Voilà maintenant quatre mois que les amateurs de NFL que nous sommes ne peuvent plus se gaver de matchs, mais l’action n’a pas manqué pour autant. Du moins, on se console avec ce que l’on a! Les nombreux mouvements de personnel ne garantiront bien évidemment aucun résultat sur le terrain à l’automne, mais à l’aube de l’été, quelles sont selon vous les équipes qui ont fait les meilleurs coups ou quelles sont celles qui ont connu une mauvaise saison morte?

En voici seulement quelques exemples pour ma part. Libre à vous de vous exprimer.

Les bons coups

- Les Cowboys, qui mettent la main sur le demi de coin Brandon Carr sur le marché des agents libres et qui ajoutent en plus la meilleure recrue (sur papier) à cette position au repêchage, Morris Claiborne. Une faiblesse est devenue une force.

- Les Bills, qui retiennent les services du receveur Stevie Johnson, mais surtout qui ajoutent du muscle à leur ligne défensive avec Mario Williams et Mark Anderson.

- Les Broncos, en raison d’un dénommé Peyton Manning…

- Les Bears, qui risquent d’être explosifs grâce à l’échange qui leur a donné le receveur diva mais efficace, Brandon Marshall. Contre pas grand-chose en plus (deux choix de troisième ronde)

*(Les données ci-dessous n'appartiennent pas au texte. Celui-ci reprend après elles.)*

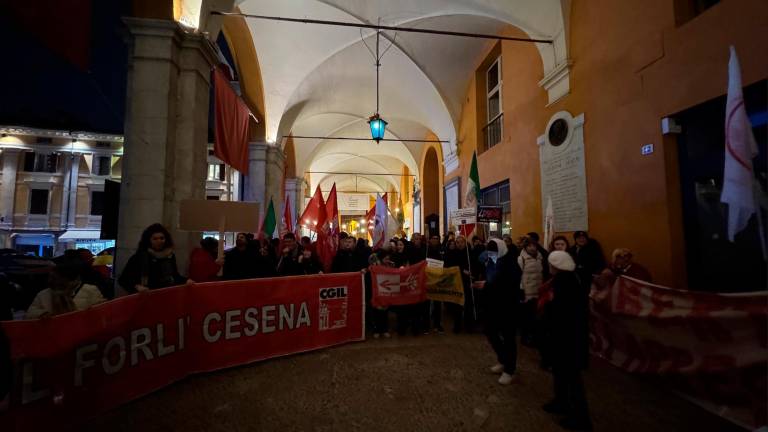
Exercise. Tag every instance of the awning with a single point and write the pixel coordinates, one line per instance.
(81, 235)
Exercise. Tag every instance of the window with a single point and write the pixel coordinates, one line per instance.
(686, 10)
(38, 203)
(102, 165)
(492, 129)
(216, 172)
(40, 162)
(97, 203)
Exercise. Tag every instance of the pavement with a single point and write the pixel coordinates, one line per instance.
(436, 382)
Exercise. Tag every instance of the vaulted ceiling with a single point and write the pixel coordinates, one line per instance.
(321, 81)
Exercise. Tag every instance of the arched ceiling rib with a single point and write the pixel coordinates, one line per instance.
(315, 74)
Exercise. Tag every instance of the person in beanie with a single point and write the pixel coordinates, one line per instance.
(588, 256)
(531, 264)
(204, 262)
(501, 298)
(623, 265)
(569, 340)
(66, 292)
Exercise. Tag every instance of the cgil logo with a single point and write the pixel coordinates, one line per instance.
(329, 293)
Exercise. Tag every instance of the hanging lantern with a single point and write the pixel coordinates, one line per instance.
(378, 127)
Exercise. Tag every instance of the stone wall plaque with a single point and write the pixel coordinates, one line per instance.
(563, 173)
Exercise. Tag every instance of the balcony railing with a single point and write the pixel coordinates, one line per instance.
(492, 132)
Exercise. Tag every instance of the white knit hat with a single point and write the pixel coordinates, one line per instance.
(562, 261)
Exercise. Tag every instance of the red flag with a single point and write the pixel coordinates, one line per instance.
(395, 287)
(371, 215)
(314, 215)
(231, 116)
(328, 235)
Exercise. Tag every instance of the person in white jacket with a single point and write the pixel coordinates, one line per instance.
(65, 293)
(532, 266)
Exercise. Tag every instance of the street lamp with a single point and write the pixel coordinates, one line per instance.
(378, 126)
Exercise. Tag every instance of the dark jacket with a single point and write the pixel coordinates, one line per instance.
(145, 268)
(458, 258)
(288, 265)
(416, 254)
(240, 264)
(569, 322)
(310, 266)
(501, 293)
(435, 252)
(589, 259)
(6, 366)
(347, 261)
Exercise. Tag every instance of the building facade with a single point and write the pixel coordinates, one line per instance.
(52, 194)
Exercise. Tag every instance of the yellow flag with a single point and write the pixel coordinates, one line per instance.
(444, 284)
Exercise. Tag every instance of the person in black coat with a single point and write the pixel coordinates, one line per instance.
(347, 259)
(569, 339)
(501, 297)
(239, 262)
(153, 265)
(288, 264)
(588, 256)
(309, 264)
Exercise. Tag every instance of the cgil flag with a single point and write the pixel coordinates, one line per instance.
(473, 185)
(740, 149)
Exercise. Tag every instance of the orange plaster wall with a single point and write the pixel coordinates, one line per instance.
(632, 67)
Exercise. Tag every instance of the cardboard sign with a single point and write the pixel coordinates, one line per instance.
(433, 263)
(486, 214)
(465, 216)
(223, 216)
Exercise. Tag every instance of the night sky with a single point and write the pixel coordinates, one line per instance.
(44, 88)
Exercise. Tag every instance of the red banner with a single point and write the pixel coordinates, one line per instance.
(711, 346)
(75, 366)
(401, 286)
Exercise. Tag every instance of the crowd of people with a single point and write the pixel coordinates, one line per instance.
(511, 286)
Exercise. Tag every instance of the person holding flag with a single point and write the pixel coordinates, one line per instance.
(328, 232)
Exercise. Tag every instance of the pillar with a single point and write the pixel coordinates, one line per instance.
(274, 174)
(8, 189)
(255, 184)
(294, 192)
(69, 194)
(165, 150)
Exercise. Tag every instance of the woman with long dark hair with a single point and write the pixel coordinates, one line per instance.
(153, 265)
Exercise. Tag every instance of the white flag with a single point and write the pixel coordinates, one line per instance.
(549, 224)
(740, 149)
(380, 222)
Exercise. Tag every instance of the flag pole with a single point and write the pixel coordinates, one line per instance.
(471, 290)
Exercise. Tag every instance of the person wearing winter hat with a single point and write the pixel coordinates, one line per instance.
(569, 341)
(501, 296)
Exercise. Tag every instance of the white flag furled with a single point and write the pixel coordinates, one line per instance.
(549, 224)
(380, 222)
(740, 149)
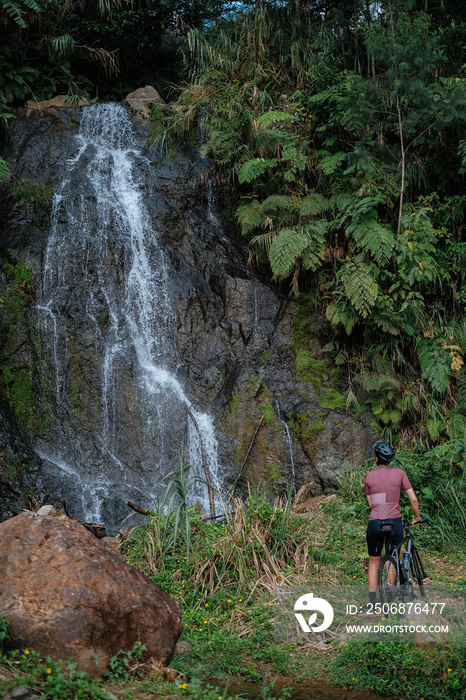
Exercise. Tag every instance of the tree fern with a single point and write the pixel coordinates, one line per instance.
(274, 117)
(360, 286)
(252, 169)
(341, 315)
(315, 250)
(250, 216)
(4, 170)
(17, 9)
(286, 248)
(435, 364)
(371, 236)
(278, 201)
(313, 204)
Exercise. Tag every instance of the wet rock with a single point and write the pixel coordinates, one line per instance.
(68, 596)
(58, 101)
(143, 100)
(232, 349)
(23, 693)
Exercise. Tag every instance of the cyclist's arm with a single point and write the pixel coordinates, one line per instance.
(414, 505)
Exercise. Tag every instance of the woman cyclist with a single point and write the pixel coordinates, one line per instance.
(383, 487)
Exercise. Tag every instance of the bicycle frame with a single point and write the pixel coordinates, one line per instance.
(407, 563)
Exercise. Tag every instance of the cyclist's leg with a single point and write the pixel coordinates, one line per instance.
(374, 539)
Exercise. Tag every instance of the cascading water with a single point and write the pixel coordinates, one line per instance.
(290, 446)
(105, 295)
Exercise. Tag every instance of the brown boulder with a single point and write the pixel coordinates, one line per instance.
(58, 101)
(67, 595)
(143, 100)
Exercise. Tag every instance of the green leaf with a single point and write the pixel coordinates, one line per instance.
(315, 250)
(250, 216)
(252, 169)
(286, 248)
(360, 286)
(314, 204)
(435, 365)
(274, 117)
(278, 201)
(4, 170)
(373, 237)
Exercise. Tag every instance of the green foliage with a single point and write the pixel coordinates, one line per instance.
(335, 150)
(124, 663)
(268, 413)
(434, 673)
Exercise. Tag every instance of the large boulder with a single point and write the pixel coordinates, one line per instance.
(143, 100)
(67, 595)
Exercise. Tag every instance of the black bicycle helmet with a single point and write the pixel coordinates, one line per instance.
(385, 452)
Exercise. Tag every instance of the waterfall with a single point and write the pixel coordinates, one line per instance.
(290, 446)
(105, 297)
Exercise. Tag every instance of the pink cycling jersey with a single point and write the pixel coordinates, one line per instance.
(383, 485)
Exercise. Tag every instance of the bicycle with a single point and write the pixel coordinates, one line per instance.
(401, 584)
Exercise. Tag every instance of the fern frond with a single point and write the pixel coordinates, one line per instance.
(61, 45)
(387, 320)
(4, 170)
(274, 117)
(315, 250)
(263, 240)
(435, 365)
(360, 286)
(278, 201)
(314, 204)
(329, 163)
(286, 248)
(373, 237)
(16, 10)
(252, 169)
(341, 315)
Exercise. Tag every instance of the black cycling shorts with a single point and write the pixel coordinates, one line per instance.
(375, 536)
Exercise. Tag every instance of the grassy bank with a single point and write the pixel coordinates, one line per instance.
(224, 575)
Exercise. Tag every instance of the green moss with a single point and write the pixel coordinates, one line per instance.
(333, 399)
(264, 357)
(315, 370)
(265, 447)
(20, 394)
(75, 369)
(157, 117)
(301, 334)
(272, 474)
(268, 413)
(313, 429)
(239, 454)
(36, 192)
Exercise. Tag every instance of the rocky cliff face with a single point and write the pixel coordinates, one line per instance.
(243, 354)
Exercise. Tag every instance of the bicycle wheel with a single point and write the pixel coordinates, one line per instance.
(386, 588)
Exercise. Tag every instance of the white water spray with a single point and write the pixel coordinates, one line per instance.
(105, 293)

- Les Buccaneers ont donné toutes les chances à leur jeune quart-arrière Josh Freeman de rebondir avec les ajouts des joueurs étoiles Vincent Jackson (receveur) et Carl Nicks (garde).

Les moins bons coups

- Les Saints pour l’ensemble du gâchis relié au plan de «prime aux blessures». C’est ni plus ni moins qu’une saison morte cauchemardesque pour l’organisation qui acceuillera le Super Bowl en février. Les joueurs seront hyper motivés ou démolis? À suivre…

- Les Texans qui ont perdu plusieurs vétérans de grande qualité en Mario Williams, DeMeco Ryans et Eric Winston.

- Les Ravens, en raison de la blessure subie par Terrell Suggs, la pierre angulaire de leur défensive qui pourrait rater la saison en entier ou du moins une bonne partie.

 

D’autres idées? Le ballon est dans votre camp!